Venom ⭐⭐

I am surprised that a movie based on the Marvel Comics character Venom ever got made. It seems like ever since the release of Spider-Man 3 more than a decade ago where Venom played a part there was talk of a movie featuring that character and even more recently with the Andrew Garfield version of Spider-Man there were rumors of a Venom spin-off movie then too. But over the years nothing ever happened and quite frankly I didn’t think anything was going to happen so I was kind’a surprised when this modern Venom movie was announced a few years back.

Venom opened late 2018 and was trashed by critics but it made a lot of money at the box office. Still, it took me until recently to checkout the movie on home media and honestly I think that was for the best. Venom does have its moments but for a relatively short superhero movie it drags in places and is kind’a boring.

Here, Eddie Brock (Tom Hardy) is a crusading investigative journalist who because he asks the hard questions is fired from his job and loses his fiancé. The hard questions he was asking were to Carlton Drake (Riz Ahmed), a tech billionaire who while exploring the stars brought back a ship full of alien “symbiotes” that need to bond with a human host in order to survive our environment. Drake sees these symbiotes as a way to be able to survive things like climate change, but the symbiotes pretty much just want to eat us. That is except for the one called “Venom” who bonds with Brock and while it still needs to eat people in order to survive, agrees to only eat bad people and help Brock do good like stop Drake and his symbiote alien conquest.

I felt this when I heard about Venom and feel it still, but to me Venom and Eddie Brock are need to be the bad guys, but in Venom they’re mostly good. In the comics the Venom symbiote was the black Spider-Man costume for a long while, that’s why Venom has the spider-designed costume and shoots webs like Spidey. And after Spider-Man got rid of the symbiote, it found and bonded with Brock and became the anti-Spider-Man character Venom. Venom is one of the classic Spider-Man villains but the movies have changed him to a mostly good-guy and it’s just weird.

Why does Venom look like a spider and shoot webs like Spider-Man in Venom? Well, that’s never really explained. Why does Venom look monstrous? Well, that’s because the symbiotes look monstrous I guess.

All of which I could overlook if the story of Venom weren’t so by-the-numbers dull. It doesn’t help matters that the first hour of Venom is Venom-less and the big fight scene at the end of the movie, all superhero movies have a big fight scene at the end of the movie, is Venom against, essentially, another Venom.

But like I said this movie made bank at the box office and there’s already talk of another Venom in the works. Will that movie be as boring as this one? Only time will tell.

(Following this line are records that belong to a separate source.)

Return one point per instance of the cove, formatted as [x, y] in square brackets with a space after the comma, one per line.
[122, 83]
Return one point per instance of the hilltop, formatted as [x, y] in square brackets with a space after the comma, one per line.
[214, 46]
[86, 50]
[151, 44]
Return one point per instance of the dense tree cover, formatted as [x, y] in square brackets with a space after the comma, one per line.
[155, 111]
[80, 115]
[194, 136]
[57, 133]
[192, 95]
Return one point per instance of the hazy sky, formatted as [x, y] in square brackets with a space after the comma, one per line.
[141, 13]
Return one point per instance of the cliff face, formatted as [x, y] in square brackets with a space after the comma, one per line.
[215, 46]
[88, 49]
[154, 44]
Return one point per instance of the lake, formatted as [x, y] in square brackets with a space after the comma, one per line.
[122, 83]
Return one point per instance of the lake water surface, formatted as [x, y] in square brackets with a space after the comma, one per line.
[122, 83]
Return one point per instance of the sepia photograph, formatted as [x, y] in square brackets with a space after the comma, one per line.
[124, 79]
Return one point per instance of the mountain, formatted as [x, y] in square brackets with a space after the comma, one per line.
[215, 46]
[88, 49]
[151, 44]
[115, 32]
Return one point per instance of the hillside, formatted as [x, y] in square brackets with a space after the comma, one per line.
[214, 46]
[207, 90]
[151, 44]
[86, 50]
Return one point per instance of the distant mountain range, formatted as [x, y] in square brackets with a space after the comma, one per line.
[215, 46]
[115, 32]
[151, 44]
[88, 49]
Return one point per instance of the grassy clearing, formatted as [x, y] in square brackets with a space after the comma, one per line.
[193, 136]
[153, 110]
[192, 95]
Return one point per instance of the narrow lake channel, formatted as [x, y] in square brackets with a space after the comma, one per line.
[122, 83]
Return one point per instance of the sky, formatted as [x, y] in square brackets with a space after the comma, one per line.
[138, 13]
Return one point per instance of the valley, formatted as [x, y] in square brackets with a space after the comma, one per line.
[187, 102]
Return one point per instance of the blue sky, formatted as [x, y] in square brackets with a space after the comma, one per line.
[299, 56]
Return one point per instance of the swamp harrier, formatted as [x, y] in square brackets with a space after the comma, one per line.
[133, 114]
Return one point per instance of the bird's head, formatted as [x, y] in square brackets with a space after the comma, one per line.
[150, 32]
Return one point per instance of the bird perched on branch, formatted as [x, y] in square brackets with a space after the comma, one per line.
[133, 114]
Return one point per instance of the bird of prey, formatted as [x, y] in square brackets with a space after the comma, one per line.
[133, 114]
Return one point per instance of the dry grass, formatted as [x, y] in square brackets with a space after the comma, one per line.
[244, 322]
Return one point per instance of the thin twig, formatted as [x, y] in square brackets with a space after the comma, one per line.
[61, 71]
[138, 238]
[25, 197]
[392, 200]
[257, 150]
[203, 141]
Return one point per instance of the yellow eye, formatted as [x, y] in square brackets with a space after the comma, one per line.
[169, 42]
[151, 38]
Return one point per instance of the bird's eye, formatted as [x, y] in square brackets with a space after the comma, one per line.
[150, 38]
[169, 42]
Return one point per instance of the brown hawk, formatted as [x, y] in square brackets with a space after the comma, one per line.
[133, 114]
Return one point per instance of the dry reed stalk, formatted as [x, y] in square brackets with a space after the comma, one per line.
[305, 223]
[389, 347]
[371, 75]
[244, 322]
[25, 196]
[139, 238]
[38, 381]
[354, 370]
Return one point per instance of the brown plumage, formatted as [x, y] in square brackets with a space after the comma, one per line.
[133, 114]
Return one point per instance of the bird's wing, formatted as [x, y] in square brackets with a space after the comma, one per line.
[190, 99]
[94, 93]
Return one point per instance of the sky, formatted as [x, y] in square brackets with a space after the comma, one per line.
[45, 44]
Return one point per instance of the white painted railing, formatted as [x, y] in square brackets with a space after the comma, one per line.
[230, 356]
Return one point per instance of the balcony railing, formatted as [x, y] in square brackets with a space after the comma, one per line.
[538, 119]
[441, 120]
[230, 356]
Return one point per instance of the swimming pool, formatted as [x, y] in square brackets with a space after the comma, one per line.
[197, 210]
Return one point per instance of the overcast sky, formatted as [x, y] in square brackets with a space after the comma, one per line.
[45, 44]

The Passage season 1 premiere ⭐⭐

The new FOX TV series The Passage has a long and interesting history to the small screen. Based on the novel of the same name by Justin Cronin, originally the pilot episode of The Passage TV show was shot the summer of 2017 with an eye to be on the schedule later that fall. But FOX didn’t like what they saw and instead of cancelling the series outright sent it back to the drawing board as it were, replacing actors and reshooting the episode in early 2018. And this time they must’ve liked the result since the show is now the hub of FOX’s winter schedule.

While the series is based on the novel The Passage, the TV series does take quite a few liberties with the story. The novel is told in several time periods, the first present day where the vampires are just starting to be active and another nearly 100 years in the future where the fanged ones have taken over, driving what’s left of humanity into protective enclaves. While the TV series does focus on the part of the book that takes place present day, gone, or at least not present in the first episode, is everything else.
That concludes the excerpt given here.